# Understanding how mitochondrial interaction with other organelles in the retinal pigment epithelium (RPE) affect its function in the outer retina

> **NIH NIH K99** · UNIVERSITY OF CALIFORNIA LOS ANGELES · 2024 · $114,825

## Abstract

Project Summary
Accumulating evidence highlights the significance of comprehending metabolic changes in the retinal pigment
epithelium (RPE) - the first site where pathogenesis occurs in many retinal degenerative diseases. The
objective of the proposed research is to gain a deeper understanding of RPE metabolism and mitochondrial
biology in both healthy and diseased states, from a cell biological perspective using state-of-the-art live
imaging methods. The results of this project will bring about novel discoveries in disease mechanisms.
 The RPE is positioned between the photoreceptors and the choroid and has a crucial role in
maintaining homeostasis in the outer retina. One of the critical functions of the RPE is the daily phagocytosis of
the photoreceptor outer segment (POS). Phagosome transport is powered by ATP-dependent molecular motor
activities, while the degradation products of the phagosome serve as a source of energy. The RPE
mitochondria must adapt to these daily metabolic events.
 The proposed study will investigate the molecular and functional basis of these changes through
metabolic analysis.

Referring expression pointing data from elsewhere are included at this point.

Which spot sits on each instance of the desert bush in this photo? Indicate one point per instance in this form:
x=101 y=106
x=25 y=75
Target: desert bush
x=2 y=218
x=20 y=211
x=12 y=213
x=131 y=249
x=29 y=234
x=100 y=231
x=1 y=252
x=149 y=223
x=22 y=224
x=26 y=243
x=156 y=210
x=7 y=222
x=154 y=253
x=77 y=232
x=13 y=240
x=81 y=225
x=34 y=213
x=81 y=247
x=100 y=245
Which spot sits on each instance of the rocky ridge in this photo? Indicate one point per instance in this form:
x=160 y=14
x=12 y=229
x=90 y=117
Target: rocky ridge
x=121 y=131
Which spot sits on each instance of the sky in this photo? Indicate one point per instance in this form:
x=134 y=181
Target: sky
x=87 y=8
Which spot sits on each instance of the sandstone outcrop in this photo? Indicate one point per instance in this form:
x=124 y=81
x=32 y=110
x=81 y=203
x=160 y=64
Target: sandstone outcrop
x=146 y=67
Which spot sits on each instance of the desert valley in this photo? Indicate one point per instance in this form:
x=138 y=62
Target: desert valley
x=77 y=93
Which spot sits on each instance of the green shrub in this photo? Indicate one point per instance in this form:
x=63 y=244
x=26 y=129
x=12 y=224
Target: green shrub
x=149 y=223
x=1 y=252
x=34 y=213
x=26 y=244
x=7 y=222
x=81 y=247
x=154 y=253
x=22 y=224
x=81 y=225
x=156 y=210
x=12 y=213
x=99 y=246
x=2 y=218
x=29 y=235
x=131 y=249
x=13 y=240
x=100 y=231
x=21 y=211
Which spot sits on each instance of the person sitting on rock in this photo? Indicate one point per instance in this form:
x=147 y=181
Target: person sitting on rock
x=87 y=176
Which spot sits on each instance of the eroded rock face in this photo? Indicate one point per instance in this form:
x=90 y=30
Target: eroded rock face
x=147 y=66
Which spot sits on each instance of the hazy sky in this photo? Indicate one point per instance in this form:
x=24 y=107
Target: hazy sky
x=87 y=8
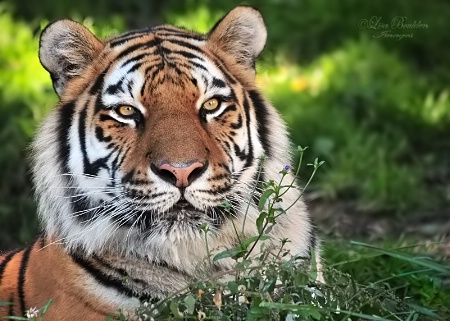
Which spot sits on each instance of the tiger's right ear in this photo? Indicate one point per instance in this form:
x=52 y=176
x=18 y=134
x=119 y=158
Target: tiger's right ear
x=66 y=48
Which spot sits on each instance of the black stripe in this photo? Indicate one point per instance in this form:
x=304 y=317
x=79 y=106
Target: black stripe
x=148 y=44
x=11 y=306
x=101 y=277
x=184 y=44
x=128 y=36
x=250 y=156
x=66 y=113
x=238 y=124
x=219 y=83
x=5 y=262
x=262 y=117
x=98 y=84
x=82 y=139
x=22 y=275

Additionally, super-resolution high-speed live imaging and electron microscopy will be used
to analyze the behaviors of potentially different subsets of RPE mitochondria in relation to specific RPE
functions. The focus will be on three main questions: 1) How does RPE phagocytosis affect peroxisome-
mitochondria-dependent lipid metabolism? 2) What is the role of mitochondrial dynamics and interaction with
actin in the basal RPE? 3) What are the differences and similarities in the alterations of these mitochondrial
interactions in Choroideremia?
 The findings of the study will be compared and contrasted with observations in human RPE cell lines
and patient-derived iPSC-RPE cultures. A perfused microphysiological organ-on-chip model will also be
utilized to imitate the outer blood-retina environment. This study will provide new insights into RPE
mitochondrial dynamics, opening up the possibility of discovering new disease mechanisms and identifying
novel therapeutic targets. The proposed research and training plan aligns with the missions of the National Eye
Institute (NEI) to prevent and treat eye diseases. The applicant's advisory committee, made up of well-rounded
experts, will provide guidance, and the applicant will have access to a wide range of scientific, career
development, and diversity training resources at UCLA. This experience will help jumpstart the applicant's
independent research career and bring her closer to her long-term goal of becoming a molecular and cellular
vision biologist at a primary research university. With her earlier background in vascular biology, the proposed
training will position the applicant as a uniquely qualified expert in the study of molecular mechanisms and cell-
cell interactions in the vision system, while also promoting diversity in academia.

## Key facts

- **NIH application ID:** 10784586
- **Project number:** 1K99EY035758-01
- **Recipient organization:** UNIVERSITY OF CALIFORNIA LOS ANGELES
- **Principal Investigator:** Nan Wu Hultgren
- **Activity code:** K99 (R01, R21, SBIR, etc.)
- **Funding institute:** NIH
- **Fiscal year:** 2024
- **Award amount:** $114,825
- **Award type:** 1
- **Project period:** 2024-01-01 → 2025-12-31

## Primary source

NIH RePORTER: https://reporter.nih.gov/project-details/10784586

## Citation

> US National Institutes of Health, RePORTER application 10784586, Understanding how mitochondrial interaction with other organelles in the retinal pigment epithelium (RPE) affect its function in the outer retina (1K99EY035758-01). Retrieved via AI Analytics 2026-05-24 from https://api.ai-analytics.org/grant/nih/10784586. Licensed CC0.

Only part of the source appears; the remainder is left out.